APRIL 16TH, RED SOX 4, JAYS 2: SOMETIMES IT’S OVER BEFORE IT’S OVER


Sometimes the crucial plays that determine the outcome of a game come early, and the rest of the game carries an air of inevitability as each side plays out its fate.

In the top of the first, after Kevin Pillar took a called third strike from David Price, Josh Donaldson smashed a ball to Fenway’s Bermuda Triangle in right centre for a triple. Then Jose Bautista rifled the second pitch he saw from Price high off the wall in left, scoring Donaldson, and seeming to just beat the throw from Jackie Bradley Jr. to Travis Shaw at third, for a second consecutive triple. It looked like Price could be on the ropes. But the Sox asked for a review, the call on the field was overturned, and Bautista became the second out of the inning. Edwin Encarnacion went down swinging, and Price was off the hook with minimal damage. He proceeded to set the Jays down in order in the second and third, and the natural order of the universe was restored.
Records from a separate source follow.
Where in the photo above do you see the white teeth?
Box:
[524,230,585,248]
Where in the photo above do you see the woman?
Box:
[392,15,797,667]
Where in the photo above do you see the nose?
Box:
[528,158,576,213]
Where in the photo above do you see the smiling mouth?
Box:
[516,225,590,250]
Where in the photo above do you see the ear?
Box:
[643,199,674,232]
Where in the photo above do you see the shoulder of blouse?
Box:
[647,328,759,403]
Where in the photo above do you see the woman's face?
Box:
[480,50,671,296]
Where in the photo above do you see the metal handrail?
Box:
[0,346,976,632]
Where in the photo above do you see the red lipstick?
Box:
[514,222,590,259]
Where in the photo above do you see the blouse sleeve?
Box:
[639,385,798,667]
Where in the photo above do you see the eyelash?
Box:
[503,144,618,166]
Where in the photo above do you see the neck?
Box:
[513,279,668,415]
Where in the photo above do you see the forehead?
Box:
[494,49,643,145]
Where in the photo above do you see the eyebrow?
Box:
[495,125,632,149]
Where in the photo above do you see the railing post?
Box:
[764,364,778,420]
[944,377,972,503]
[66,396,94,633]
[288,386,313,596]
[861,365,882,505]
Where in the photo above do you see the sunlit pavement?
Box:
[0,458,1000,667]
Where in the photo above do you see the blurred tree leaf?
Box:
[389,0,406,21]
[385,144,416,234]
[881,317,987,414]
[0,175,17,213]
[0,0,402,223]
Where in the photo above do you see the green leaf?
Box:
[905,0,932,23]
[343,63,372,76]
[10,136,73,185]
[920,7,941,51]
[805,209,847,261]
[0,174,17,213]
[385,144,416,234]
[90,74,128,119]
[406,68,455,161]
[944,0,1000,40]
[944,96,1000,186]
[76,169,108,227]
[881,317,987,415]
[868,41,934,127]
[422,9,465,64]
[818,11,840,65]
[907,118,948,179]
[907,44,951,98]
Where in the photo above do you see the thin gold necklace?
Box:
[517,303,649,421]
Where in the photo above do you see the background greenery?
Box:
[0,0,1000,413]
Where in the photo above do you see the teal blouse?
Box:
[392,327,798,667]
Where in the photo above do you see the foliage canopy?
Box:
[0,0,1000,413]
When Marco Estrada breezed through the first and stranded a walk to David Ortiz and a Shaw single in the second, it looked like we were settling in for a good pitching duel, with the Jays in the lead to boot. Then disaster struck in the third, with Estrada coughing up a Xander Bogaerts homer to left, unfortunately after two very lucky (for the Sox) infield hits. Bradley Jr. bounced one off Estrada’s calf (he appeared not to suffer any serious damage, and was able to continue), and then Dustin Pedroia squibbed a grounder to Donaldson’s left which he reached but couldn’t hold. One solid contact, three runs. There were no errors on the hits, but both could have been turned into outs with a good play.

The Jays got one back right away in the fourth, when Encarnacion’s double cashed Bautista’s one-out single, and there it stayed. Estrada went a steady six except for the one inning, and Brett Cecil and Gavin Floyd chipped in one uneventful inning each. Price scatters six hits and strikes out nine over seven innings, then Uehara and Kimbrel finish off as advertised.

Like many tight games, this one relied on good pitching, timely hitting, and a spot of luck, which rolled the right way for the Red Sox, not so much for the Jays.